Creativity in Digital Music: an Ethnography of Chipmusic and the Chipscene

Marilou’s research focusses on digital music creativity. Her dissertation focusses on one kind of digital music, chipmusic. Chipmusic, also referred to as chiptune(s), 8-bit, micromusic, and fakebit, is composed on 1980s computer and videogame consoles such as the Commodore 64, Amiga, Atari, and the Nintendo Game Boy. It is also possible to compose chipmusic on any modern computing using soundchip emulating software. The core of chipmusic is 8-bit soundchips and the purpose of chipmusicians is to expand musical creativity by using technologically limited platforms.

The chipscene is a global and online community where gender, age, location, class, ethnicity or other social characteristics are not restricting factors in terms of community membership. Looking at such an arbitrary and diverse group of people and their creative practices offers significant insight into creativity as it is experienced in the digital era.

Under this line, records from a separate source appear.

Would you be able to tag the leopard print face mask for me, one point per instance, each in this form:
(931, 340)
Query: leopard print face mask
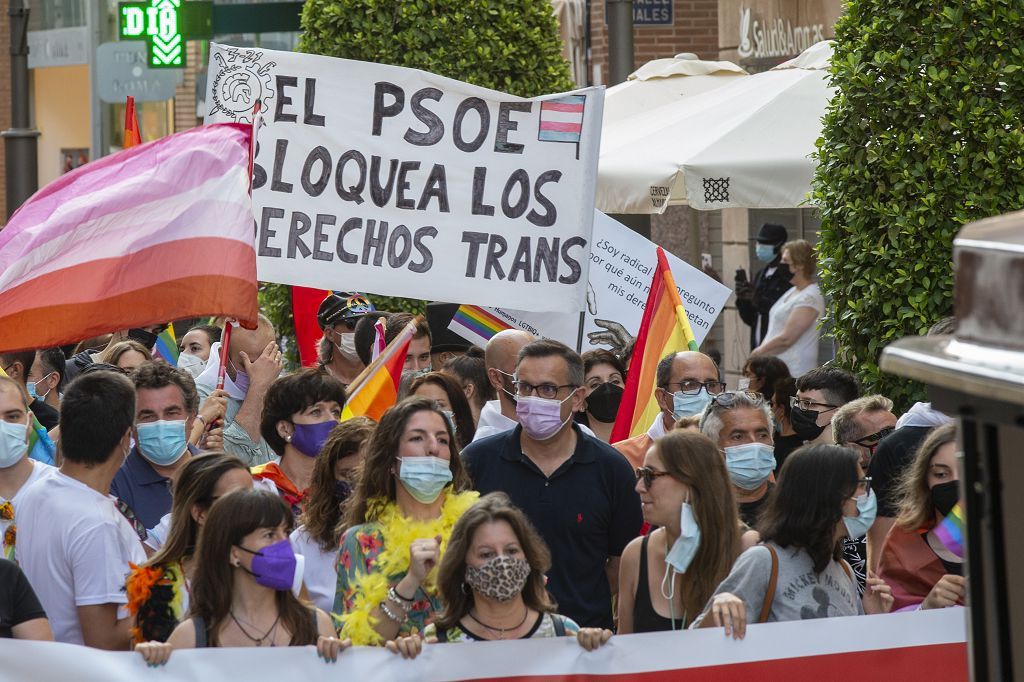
(501, 579)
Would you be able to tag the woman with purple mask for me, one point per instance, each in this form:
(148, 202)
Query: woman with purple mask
(299, 413)
(247, 577)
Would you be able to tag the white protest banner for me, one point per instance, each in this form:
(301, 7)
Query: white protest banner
(919, 645)
(621, 269)
(400, 182)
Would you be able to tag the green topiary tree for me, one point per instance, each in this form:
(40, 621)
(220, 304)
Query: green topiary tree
(509, 45)
(924, 135)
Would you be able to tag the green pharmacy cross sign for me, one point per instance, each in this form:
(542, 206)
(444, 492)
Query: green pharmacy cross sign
(165, 26)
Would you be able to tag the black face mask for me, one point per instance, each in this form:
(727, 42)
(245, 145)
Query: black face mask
(945, 496)
(147, 339)
(603, 402)
(805, 423)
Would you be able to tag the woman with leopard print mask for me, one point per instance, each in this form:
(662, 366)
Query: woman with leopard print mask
(492, 583)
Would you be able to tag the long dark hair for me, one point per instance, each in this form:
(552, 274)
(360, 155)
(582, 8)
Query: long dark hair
(770, 370)
(465, 428)
(805, 507)
(376, 480)
(194, 487)
(452, 572)
(230, 519)
(693, 459)
(323, 512)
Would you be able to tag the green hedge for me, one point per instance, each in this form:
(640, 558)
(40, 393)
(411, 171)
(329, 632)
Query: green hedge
(508, 45)
(924, 136)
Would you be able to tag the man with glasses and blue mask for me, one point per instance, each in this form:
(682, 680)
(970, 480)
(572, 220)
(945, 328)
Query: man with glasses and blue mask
(577, 491)
(739, 423)
(861, 425)
(686, 382)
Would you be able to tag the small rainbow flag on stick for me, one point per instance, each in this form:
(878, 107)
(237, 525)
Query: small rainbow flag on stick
(950, 530)
(167, 345)
(476, 325)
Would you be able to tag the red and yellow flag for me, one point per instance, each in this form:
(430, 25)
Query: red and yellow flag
(665, 329)
(133, 135)
(376, 388)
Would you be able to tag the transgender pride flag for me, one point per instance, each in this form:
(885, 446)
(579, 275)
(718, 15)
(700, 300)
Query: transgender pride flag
(160, 231)
(561, 120)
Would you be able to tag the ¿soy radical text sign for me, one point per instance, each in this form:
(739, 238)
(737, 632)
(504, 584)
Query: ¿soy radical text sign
(400, 182)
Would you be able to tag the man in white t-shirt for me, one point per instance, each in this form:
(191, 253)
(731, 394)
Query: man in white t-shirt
(73, 544)
(17, 472)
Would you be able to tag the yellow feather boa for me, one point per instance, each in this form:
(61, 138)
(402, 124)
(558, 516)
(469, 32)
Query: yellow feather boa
(397, 533)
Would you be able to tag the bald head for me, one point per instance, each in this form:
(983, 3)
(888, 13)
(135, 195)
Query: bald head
(251, 341)
(503, 348)
(687, 365)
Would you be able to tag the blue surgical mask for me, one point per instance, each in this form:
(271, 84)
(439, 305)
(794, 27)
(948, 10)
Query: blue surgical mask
(764, 252)
(685, 548)
(684, 405)
(424, 477)
(867, 507)
(13, 443)
(31, 387)
(750, 464)
(163, 442)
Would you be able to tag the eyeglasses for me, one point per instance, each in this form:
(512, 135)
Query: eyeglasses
(808, 405)
(523, 389)
(647, 475)
(731, 398)
(863, 486)
(692, 387)
(871, 441)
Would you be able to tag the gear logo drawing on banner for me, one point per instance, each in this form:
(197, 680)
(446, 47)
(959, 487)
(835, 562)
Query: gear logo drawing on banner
(716, 189)
(242, 81)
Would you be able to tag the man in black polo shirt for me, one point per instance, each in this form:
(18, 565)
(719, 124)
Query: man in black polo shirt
(577, 491)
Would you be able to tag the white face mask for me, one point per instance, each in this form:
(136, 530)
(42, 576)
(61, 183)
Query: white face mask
(13, 443)
(347, 345)
(194, 365)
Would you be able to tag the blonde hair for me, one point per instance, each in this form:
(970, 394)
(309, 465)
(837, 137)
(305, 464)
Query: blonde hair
(802, 256)
(915, 509)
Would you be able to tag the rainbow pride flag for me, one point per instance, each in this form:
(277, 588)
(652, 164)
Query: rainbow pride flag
(167, 345)
(950, 530)
(476, 325)
(665, 329)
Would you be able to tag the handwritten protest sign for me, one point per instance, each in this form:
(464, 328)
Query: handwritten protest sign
(621, 268)
(400, 182)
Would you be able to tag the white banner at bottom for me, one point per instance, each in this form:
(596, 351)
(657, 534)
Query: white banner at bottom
(921, 645)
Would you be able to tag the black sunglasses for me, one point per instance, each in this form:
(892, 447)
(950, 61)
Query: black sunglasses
(647, 475)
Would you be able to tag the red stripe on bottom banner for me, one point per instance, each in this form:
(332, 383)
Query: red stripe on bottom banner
(935, 663)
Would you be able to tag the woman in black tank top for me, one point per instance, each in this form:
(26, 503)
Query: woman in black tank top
(666, 578)
(244, 585)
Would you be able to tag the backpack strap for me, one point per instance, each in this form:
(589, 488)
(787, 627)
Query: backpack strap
(201, 637)
(772, 582)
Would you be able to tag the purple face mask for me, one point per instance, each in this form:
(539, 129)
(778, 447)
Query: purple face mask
(275, 566)
(309, 438)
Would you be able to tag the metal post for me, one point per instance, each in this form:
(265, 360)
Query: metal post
(620, 40)
(20, 154)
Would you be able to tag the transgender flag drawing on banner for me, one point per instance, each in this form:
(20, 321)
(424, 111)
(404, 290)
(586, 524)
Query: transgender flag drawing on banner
(561, 120)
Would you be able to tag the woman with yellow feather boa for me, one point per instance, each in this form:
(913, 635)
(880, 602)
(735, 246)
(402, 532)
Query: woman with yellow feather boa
(412, 491)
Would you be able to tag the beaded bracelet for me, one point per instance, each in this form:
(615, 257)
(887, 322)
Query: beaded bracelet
(391, 615)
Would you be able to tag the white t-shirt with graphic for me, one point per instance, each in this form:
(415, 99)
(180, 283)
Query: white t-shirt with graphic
(74, 546)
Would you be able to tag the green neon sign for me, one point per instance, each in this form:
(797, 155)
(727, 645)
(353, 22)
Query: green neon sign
(165, 25)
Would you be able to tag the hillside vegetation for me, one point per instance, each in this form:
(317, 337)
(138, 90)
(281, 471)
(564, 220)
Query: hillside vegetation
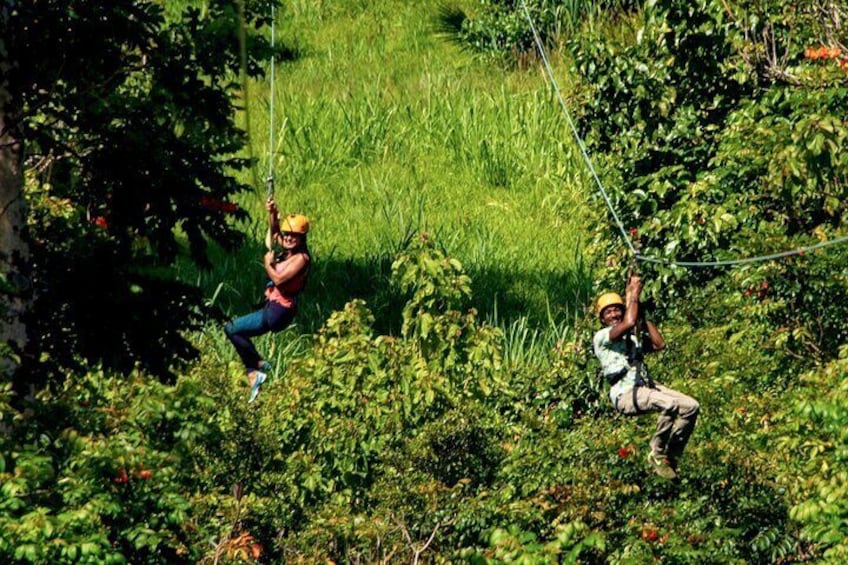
(437, 400)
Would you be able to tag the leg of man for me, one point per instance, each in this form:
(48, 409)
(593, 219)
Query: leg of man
(684, 424)
(676, 419)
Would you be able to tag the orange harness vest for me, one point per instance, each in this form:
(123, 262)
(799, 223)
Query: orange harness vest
(285, 293)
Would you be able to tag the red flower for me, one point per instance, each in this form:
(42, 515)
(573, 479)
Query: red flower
(650, 535)
(122, 477)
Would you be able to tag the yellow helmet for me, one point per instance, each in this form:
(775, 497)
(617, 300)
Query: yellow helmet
(295, 223)
(608, 299)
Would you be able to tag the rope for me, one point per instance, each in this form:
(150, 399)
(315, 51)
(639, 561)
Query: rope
(270, 180)
(637, 256)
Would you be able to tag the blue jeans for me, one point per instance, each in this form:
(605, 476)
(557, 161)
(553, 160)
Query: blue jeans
(271, 318)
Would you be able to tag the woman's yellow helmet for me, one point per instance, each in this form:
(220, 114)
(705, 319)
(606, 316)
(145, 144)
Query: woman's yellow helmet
(295, 223)
(608, 299)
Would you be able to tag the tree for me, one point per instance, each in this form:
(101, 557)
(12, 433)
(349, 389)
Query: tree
(124, 118)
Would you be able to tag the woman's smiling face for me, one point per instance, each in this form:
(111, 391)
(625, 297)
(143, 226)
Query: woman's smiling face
(611, 315)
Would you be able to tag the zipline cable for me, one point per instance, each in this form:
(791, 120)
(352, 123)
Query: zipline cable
(270, 179)
(637, 256)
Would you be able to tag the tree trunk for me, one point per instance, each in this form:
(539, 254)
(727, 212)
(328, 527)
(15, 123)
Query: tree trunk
(14, 252)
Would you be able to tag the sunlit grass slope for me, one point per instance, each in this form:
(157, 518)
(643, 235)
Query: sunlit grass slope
(385, 129)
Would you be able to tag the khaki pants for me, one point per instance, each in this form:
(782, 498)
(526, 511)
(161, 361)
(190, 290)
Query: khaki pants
(678, 413)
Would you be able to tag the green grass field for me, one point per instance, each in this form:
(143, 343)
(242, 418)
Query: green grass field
(384, 129)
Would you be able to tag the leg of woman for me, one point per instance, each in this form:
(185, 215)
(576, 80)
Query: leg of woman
(239, 332)
(276, 318)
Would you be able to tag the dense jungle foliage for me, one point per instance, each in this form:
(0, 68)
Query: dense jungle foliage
(413, 416)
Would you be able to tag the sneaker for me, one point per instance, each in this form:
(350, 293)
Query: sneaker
(257, 384)
(661, 466)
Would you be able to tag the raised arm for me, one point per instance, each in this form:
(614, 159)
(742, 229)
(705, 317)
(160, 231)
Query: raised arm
(631, 309)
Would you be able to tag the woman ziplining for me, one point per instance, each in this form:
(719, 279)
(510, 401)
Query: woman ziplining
(287, 272)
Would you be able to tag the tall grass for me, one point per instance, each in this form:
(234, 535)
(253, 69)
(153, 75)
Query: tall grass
(385, 129)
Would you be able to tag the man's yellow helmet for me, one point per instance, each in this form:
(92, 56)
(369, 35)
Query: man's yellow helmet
(608, 299)
(295, 223)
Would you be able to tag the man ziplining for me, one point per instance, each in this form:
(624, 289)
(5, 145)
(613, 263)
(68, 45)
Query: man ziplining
(620, 347)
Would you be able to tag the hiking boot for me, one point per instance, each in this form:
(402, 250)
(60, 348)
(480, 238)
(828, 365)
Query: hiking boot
(661, 466)
(257, 383)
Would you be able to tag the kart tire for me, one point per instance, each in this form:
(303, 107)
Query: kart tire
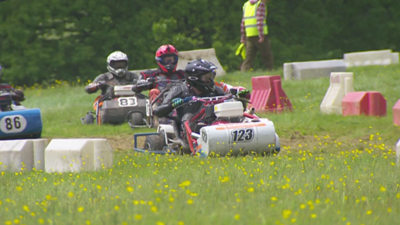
(136, 118)
(154, 142)
(89, 119)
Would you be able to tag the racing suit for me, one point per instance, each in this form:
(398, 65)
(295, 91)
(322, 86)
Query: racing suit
(106, 81)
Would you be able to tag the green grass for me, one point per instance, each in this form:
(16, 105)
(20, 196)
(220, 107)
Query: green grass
(332, 169)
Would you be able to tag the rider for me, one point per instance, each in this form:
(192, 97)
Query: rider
(199, 76)
(118, 74)
(167, 60)
(16, 95)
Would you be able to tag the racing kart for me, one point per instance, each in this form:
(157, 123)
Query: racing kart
(16, 121)
(119, 105)
(224, 129)
(166, 85)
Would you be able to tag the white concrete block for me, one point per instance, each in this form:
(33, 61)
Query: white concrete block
(187, 56)
(207, 54)
(24, 153)
(288, 71)
(395, 58)
(367, 58)
(75, 155)
(312, 69)
(341, 83)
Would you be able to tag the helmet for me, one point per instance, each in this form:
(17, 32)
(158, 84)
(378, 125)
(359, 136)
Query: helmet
(167, 58)
(117, 63)
(200, 74)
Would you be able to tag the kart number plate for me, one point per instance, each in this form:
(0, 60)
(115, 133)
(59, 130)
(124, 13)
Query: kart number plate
(127, 102)
(13, 124)
(242, 135)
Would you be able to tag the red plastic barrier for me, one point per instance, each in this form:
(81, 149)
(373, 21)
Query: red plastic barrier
(268, 95)
(396, 113)
(369, 103)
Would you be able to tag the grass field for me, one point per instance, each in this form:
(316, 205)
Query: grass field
(331, 170)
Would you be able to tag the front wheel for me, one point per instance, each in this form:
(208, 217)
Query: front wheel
(154, 142)
(136, 118)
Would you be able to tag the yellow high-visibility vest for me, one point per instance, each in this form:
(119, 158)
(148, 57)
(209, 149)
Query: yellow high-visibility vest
(250, 19)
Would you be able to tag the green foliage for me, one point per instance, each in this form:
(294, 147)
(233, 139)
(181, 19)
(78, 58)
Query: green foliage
(47, 40)
(331, 170)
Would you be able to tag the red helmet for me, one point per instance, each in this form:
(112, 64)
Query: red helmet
(167, 58)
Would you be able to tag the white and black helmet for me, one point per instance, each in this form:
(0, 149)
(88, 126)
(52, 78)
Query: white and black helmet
(200, 73)
(117, 63)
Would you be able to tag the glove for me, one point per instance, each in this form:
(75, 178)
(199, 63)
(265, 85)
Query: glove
(136, 89)
(177, 102)
(151, 79)
(243, 93)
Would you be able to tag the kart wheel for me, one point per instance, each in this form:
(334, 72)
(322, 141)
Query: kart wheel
(136, 119)
(89, 119)
(154, 142)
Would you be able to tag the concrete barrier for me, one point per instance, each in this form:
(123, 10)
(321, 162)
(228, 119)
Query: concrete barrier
(75, 155)
(186, 56)
(23, 154)
(396, 113)
(207, 54)
(369, 103)
(312, 69)
(268, 95)
(368, 58)
(395, 58)
(340, 85)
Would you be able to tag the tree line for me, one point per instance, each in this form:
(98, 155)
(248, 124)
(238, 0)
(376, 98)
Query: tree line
(48, 40)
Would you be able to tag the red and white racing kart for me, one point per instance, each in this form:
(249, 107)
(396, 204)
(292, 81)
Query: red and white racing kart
(225, 129)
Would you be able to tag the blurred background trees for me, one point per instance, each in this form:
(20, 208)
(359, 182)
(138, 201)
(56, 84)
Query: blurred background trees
(47, 40)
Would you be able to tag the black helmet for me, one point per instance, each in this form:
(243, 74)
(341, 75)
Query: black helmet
(200, 74)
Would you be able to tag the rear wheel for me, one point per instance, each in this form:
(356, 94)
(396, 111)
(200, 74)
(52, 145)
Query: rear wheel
(89, 119)
(154, 142)
(136, 118)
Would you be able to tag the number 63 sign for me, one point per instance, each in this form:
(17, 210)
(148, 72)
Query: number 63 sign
(125, 102)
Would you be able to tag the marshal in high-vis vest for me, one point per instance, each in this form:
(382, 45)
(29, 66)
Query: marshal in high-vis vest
(254, 31)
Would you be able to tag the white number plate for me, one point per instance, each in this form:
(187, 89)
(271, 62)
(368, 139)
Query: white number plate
(127, 102)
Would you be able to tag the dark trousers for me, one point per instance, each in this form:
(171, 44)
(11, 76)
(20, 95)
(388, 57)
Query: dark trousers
(252, 46)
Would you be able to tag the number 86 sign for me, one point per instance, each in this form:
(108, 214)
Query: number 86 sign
(13, 124)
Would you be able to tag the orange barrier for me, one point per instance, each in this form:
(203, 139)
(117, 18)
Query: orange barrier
(396, 113)
(268, 95)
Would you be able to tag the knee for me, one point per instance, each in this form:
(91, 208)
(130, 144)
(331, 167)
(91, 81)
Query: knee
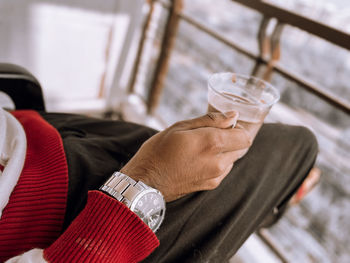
(294, 140)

Creative processes, authenticity, and intellectual property are some of the elements of creativity examined in this research project.

Marilou has been generously supported by State Scholarships Foundation in Greece and has conducted online and offline multi-sited ethnographic fieldwork with chipmusicians. She is currently in the process of writing her dissertation. She has served as a student committee member in Royal Musical Association. Her research interests transcend ethnomusicology, internet studies, and anthropology.